[BUG] Logical replication failure "ERROR: could not map filenode "base/13237/442428" to relation OID" with catalog modifying txns

From: "Oh, Mike" <minsoo(at)amazon(dot)com>
To: "pgsql-hackers(at)lists(dot)postgresql(dot)org" <pgsql-hackers(at)lists(dot)postgresql(dot)org>
Cc: "Drouvot, Bertrand" <bdrouvot(at)amazon(dot)com>
Subject: [BUG] Logical replication failure "ERROR: could not map filenode "base/13237/442428" to relation OID" with catalog modifying txns
Date: 2021-03-15 16:34:56
Message-ID: 81D0D8B0-E7C4-4999-B616-1E5004DBDCD2@amazon.com
Views: Raw Message | Whole Thread | Download mbox | Resend email
Thread:
Lists: pgsql-hackers

Sending this to pgsql-hackers list to create a CommitFest entry with the attached patch proposal.

Hello,
We noticed that the logical replication could fail when the Standby::RUNNING_XACT record is generated in the middle of a catalog modifying transaction and if the logical decoding has to restart from the RUNNING_XACT
WAL entry.
The Standby::RUNNING_XACT record is generated periodically (roughly every 15s by default) or during a CHECKPOINT operation.
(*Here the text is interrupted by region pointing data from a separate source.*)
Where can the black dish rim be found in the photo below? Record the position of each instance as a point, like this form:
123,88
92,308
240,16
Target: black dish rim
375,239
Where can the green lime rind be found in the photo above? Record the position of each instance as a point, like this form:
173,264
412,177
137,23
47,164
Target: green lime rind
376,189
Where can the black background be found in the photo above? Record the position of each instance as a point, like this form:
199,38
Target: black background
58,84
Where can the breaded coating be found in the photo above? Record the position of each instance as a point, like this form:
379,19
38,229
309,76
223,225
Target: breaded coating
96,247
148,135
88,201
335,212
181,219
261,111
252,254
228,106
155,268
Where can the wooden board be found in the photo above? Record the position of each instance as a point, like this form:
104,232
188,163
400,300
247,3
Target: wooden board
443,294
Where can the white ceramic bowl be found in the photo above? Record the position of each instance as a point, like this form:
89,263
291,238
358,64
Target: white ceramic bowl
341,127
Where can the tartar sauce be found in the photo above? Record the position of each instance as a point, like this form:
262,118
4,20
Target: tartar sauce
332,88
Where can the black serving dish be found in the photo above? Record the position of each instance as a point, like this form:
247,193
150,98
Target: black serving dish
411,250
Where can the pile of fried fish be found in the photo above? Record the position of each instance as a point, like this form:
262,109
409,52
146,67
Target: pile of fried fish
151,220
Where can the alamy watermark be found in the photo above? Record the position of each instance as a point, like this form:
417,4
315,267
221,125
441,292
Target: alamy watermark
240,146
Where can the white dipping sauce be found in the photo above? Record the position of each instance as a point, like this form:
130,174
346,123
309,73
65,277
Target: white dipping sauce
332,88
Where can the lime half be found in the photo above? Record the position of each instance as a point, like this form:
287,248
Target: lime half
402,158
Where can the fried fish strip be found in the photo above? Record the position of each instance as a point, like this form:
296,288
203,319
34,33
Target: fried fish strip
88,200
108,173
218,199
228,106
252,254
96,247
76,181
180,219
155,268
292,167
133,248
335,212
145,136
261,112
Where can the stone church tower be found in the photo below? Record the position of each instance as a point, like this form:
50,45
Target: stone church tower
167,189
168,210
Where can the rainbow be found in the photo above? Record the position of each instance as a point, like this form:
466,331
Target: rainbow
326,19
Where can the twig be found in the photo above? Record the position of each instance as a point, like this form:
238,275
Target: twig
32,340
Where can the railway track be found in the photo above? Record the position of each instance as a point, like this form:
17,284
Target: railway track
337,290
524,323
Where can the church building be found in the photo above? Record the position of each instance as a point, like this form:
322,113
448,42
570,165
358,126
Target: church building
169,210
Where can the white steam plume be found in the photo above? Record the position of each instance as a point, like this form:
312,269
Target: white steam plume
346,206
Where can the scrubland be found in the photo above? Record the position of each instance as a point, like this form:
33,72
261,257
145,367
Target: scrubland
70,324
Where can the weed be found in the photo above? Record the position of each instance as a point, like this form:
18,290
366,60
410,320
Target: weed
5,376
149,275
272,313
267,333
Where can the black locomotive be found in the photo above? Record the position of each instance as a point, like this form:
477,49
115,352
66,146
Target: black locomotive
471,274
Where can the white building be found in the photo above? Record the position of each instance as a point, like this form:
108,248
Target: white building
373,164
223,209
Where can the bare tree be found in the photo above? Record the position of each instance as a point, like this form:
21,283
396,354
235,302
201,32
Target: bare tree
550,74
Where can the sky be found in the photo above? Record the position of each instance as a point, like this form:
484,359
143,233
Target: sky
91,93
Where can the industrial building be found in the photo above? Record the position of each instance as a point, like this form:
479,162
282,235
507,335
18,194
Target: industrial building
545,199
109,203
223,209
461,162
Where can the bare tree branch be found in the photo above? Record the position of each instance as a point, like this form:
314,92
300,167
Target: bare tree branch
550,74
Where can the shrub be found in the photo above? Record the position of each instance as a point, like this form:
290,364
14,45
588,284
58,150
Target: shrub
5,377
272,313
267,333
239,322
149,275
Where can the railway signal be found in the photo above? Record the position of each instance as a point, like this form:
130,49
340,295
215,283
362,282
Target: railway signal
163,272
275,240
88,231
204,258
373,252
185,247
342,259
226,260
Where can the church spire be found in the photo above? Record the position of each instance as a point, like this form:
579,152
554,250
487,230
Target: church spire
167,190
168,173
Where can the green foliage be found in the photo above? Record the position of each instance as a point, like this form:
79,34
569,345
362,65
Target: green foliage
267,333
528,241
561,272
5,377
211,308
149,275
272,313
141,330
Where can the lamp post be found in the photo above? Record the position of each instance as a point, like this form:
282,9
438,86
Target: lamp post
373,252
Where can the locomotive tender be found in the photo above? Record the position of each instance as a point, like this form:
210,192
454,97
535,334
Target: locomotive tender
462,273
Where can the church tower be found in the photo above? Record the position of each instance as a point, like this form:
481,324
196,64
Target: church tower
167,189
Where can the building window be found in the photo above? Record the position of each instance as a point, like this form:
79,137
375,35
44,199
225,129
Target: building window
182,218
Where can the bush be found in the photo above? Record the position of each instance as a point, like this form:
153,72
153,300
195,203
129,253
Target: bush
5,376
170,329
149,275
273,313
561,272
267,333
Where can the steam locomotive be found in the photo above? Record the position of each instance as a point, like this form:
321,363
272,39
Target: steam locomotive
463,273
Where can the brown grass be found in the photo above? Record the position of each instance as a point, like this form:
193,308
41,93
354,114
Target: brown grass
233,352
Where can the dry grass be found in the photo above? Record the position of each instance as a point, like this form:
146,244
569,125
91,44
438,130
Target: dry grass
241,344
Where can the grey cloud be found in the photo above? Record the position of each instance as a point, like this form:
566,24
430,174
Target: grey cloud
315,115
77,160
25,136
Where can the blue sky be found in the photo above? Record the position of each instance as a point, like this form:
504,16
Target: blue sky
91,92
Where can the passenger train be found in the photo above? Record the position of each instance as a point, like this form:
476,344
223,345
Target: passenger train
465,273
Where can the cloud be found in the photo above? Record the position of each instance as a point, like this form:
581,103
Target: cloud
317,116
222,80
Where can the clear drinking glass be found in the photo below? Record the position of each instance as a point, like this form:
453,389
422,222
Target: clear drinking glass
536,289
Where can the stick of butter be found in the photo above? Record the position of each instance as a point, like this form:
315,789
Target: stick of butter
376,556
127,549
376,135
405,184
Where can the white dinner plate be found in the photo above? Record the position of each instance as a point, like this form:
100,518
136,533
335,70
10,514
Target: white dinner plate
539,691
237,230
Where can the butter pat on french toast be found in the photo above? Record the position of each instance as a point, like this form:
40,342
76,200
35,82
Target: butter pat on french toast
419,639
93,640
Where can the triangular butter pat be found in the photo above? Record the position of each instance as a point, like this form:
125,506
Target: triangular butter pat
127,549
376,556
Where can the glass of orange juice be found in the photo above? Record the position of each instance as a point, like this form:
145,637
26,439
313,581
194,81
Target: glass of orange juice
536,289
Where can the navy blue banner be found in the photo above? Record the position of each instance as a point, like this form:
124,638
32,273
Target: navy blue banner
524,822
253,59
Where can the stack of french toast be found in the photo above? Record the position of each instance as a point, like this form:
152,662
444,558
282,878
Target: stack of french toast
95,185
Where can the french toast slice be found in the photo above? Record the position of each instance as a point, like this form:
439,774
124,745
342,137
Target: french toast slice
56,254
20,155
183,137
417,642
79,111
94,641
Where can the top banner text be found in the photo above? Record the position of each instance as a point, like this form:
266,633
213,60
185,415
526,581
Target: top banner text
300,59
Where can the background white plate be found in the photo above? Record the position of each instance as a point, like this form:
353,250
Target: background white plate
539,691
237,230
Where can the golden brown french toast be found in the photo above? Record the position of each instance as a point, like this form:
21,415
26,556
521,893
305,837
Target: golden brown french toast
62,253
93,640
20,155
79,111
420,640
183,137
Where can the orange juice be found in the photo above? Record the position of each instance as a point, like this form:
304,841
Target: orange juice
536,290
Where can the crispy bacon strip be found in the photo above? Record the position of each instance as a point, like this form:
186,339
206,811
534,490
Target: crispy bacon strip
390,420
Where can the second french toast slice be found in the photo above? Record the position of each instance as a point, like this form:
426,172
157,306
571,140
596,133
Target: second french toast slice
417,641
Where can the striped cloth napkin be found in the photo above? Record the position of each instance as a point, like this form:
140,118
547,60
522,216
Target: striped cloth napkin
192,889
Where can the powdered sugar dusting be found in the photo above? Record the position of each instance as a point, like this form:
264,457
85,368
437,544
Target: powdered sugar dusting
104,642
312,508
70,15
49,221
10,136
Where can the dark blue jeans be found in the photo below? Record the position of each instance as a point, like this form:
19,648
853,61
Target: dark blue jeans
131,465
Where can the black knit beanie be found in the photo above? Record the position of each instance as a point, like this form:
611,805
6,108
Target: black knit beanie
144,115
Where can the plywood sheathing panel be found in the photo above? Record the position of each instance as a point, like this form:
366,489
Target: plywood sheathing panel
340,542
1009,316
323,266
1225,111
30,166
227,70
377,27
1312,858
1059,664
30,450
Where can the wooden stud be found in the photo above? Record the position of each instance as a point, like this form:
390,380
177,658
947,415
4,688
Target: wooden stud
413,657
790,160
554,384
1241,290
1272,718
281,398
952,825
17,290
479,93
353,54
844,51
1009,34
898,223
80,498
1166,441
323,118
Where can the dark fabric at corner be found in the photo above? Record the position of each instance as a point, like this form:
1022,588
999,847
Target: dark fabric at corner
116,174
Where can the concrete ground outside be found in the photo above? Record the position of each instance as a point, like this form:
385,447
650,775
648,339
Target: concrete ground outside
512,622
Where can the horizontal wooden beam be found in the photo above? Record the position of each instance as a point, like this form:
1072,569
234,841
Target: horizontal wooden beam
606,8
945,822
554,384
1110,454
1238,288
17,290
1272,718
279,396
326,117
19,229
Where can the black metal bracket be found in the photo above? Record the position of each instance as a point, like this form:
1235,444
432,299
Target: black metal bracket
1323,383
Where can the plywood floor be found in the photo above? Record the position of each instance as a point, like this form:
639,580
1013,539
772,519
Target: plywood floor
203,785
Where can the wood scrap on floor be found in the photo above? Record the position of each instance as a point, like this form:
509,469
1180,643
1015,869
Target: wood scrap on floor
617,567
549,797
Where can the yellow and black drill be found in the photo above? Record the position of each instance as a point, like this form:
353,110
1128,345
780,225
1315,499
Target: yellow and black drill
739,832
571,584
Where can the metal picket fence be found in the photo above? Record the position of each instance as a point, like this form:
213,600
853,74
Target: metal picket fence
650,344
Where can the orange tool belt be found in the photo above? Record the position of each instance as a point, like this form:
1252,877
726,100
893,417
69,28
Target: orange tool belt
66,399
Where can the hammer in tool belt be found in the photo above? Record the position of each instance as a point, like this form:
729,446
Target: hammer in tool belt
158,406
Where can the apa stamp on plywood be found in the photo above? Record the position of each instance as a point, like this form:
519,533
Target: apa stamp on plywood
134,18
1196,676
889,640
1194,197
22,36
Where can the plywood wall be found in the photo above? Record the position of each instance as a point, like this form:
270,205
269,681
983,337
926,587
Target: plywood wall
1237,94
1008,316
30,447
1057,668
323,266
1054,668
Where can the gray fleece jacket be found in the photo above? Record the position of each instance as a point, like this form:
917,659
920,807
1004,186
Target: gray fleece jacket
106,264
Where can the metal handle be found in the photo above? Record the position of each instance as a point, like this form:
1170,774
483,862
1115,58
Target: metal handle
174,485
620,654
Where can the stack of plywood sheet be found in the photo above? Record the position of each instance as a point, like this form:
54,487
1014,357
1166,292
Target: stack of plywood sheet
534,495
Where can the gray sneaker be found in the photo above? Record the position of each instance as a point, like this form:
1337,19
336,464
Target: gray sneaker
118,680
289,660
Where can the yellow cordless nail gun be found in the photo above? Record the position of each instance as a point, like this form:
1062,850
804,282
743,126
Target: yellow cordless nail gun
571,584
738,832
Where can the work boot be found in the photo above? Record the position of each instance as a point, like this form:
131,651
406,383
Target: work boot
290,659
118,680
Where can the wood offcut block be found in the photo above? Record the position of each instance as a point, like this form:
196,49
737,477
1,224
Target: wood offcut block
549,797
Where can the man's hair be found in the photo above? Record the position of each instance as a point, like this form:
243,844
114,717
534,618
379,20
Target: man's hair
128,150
Detailed problem description:
Tested on 11.8 & current master.
The logical replication slot restart_lsn advances in the middle of an open txn that modified the catalog (e.g. TRUNCATE operation).
Should the logical decoding has to restart it could fail with an error like this:
ERROR: could not map filenode "base/13237/442428"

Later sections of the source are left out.